Professionals with accountancy, law and regulatory backgrounds are well suited to such roles.
But while the burden of regulation shows no sign abating, there is a lack of candidates with extensive experience. It’s difficult to find people who have spent long periods of time in compliance teams – something employers are looking for.
“While opportunities in compliance, risk and audit may be abound, these will generally require considerable previous experience in that function,” says Pascal at IESE.
A talent shortage fuelled by high staff turnover is opening up opportunities for business graduates from a wide range of backgrounds.
Turnover at global bank compliance departments has tripled since the financial crisis, sending salaries surging by 50%, according to recruiters Hedley May.
The firm said that demand for compliance officers is also being driven by the increasing number of hedge funds and private equity firms that are hiring more compliance staff instead of employing external consultants and lawyers.
This is also pushing up salaries in the asset management sector. The average salary for mid-to-senior-level compliance staff at London-based asset managers rose 11% to more than £72,000 in 2014, according to research from recruitment firm Astbury Marsden.
Large lenders are offering to train new hires through internships – such as Goldman Sachs’ 10-week summer placement in its global compliance division.
As well as internships, and business school courses, there are a range of additional qualifications offered by industry bodies, such as the Chartered Institute for Securities and Investment and the International Compliance Association.
Within investment banking, compliance recruits can find roles in the control rooms that monitor communications, and higher up the careers ladder there is demand for hires with experience in strategy.
Business school graduate Amrik Aidan is one recruit who has benefited from the rise of the compliance officer. A former fixed income division manager at Swiss bank Credit Suisse, he transitioned into a compliance change management role at Barclays’ investment bank last year.
He says that no firm is exempt from the need for constant change and renewal: “Risk, control and compliance are what every institute is focusing on.”
The leadership skills gleaned from his MBA at Grenoble École de Management are the most valued of a range at UK-based Barclays. “MBA degrees are looked upon as a first step towards management roles,” he says.
There are also opportunities in anti-money laundering departments.
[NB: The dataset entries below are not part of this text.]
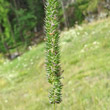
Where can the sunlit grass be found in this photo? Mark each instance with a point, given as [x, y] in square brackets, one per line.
[85, 57]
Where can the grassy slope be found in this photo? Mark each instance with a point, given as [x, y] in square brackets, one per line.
[85, 57]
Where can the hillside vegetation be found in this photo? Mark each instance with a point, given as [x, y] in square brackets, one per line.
[85, 58]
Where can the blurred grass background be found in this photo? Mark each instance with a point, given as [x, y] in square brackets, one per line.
[85, 59]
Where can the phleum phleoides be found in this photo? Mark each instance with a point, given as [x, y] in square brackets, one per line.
[52, 51]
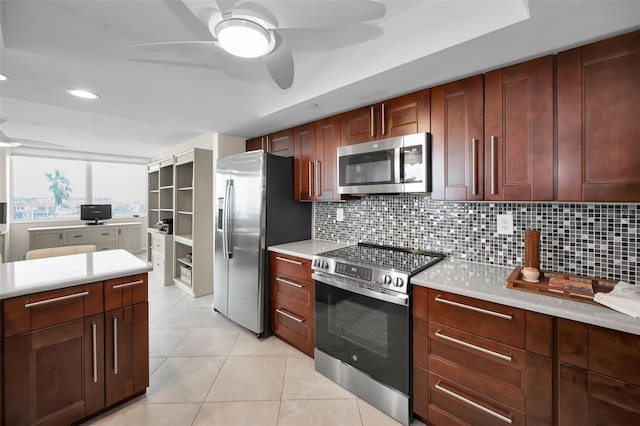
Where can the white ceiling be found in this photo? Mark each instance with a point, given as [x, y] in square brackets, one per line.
[152, 100]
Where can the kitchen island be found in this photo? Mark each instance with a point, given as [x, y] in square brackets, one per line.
[74, 335]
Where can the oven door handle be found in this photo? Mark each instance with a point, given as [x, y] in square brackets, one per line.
[399, 299]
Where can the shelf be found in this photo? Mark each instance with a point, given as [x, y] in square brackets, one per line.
[185, 261]
[184, 239]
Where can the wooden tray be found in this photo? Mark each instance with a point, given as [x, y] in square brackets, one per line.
[516, 282]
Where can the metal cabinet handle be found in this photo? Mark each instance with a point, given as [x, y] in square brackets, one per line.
[493, 165]
[115, 287]
[56, 299]
[94, 331]
[474, 165]
[473, 308]
[473, 404]
[472, 346]
[318, 178]
[310, 178]
[115, 345]
[291, 283]
[295, 262]
[288, 315]
[373, 121]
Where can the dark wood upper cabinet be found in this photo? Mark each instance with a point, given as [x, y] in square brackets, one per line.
[399, 116]
[598, 126]
[518, 122]
[279, 143]
[457, 140]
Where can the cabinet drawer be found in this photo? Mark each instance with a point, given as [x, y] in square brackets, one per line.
[27, 313]
[609, 352]
[453, 404]
[496, 322]
[473, 361]
[88, 236]
[125, 291]
[294, 329]
[157, 243]
[294, 267]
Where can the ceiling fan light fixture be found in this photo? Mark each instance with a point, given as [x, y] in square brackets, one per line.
[243, 38]
[84, 94]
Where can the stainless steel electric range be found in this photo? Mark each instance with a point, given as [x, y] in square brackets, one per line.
[363, 317]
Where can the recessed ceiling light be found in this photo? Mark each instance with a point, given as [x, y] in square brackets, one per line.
[84, 94]
[243, 38]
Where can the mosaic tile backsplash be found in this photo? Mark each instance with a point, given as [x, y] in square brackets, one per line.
[598, 240]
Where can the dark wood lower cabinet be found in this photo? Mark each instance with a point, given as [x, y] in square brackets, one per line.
[55, 375]
[127, 352]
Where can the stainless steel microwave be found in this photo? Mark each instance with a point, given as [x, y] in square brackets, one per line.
[389, 166]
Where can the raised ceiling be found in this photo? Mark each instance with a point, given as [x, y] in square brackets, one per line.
[152, 100]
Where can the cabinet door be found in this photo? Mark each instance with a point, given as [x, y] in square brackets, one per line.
[255, 144]
[44, 239]
[55, 375]
[127, 352]
[304, 165]
[457, 141]
[281, 143]
[519, 132]
[406, 115]
[360, 125]
[129, 238]
[598, 126]
[327, 143]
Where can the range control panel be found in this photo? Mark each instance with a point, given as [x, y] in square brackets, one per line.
[384, 278]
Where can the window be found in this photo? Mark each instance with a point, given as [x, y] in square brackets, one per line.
[49, 189]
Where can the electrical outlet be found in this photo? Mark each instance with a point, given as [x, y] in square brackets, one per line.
[505, 224]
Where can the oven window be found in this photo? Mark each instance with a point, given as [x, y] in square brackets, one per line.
[369, 334]
[359, 324]
[367, 169]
In 2012 for instance, it cost HSBC $1.9 billion to settle such laundering claims in the US.
Jared Barlow, an associate director at W.P Carey School of Business, says that “financial forensics” has also emerged as a lucrative service line at large professional service firms.
He adds that there are not only capital charges now levied in the finance sector but more assessment of systemic risk and operational compliance – which are required by newly formed regulatory agencies.
Rule changes include the Alternative Investment Fund Managers Directive, which places reporting requirements on asset managers, and the Packaged Retail Investment Products regulation – requiring firms to produce information for packaged products sold to retail investors.
Even outside of compliance teams, regulatory knowledge is increasingly demanded by financial institutions.
At HEC Paris, a leading French business school, MBAs working at banks in front office positions like corporate finance are being challenged in interviews on ethics, compliance and regulation, according to Jacques Olivier, director of finance programs.
Demand for dedicated compliance staff may continue to surge, as there is seemingly no end to the new rules from regulators, such as the Volcker rule in the US which bans banks from proprietary trading.
Several of the world's top banks have faced recent run-ins with regulators relating to market rigging and IT failures, including Citi, Royal Bank of Scotland and JPMorgan Chase.
Adila Khan, career advisor for finance at Oxford University’s Saïd Business School, says: “Across the board there is still a demand for risk and operational roles.”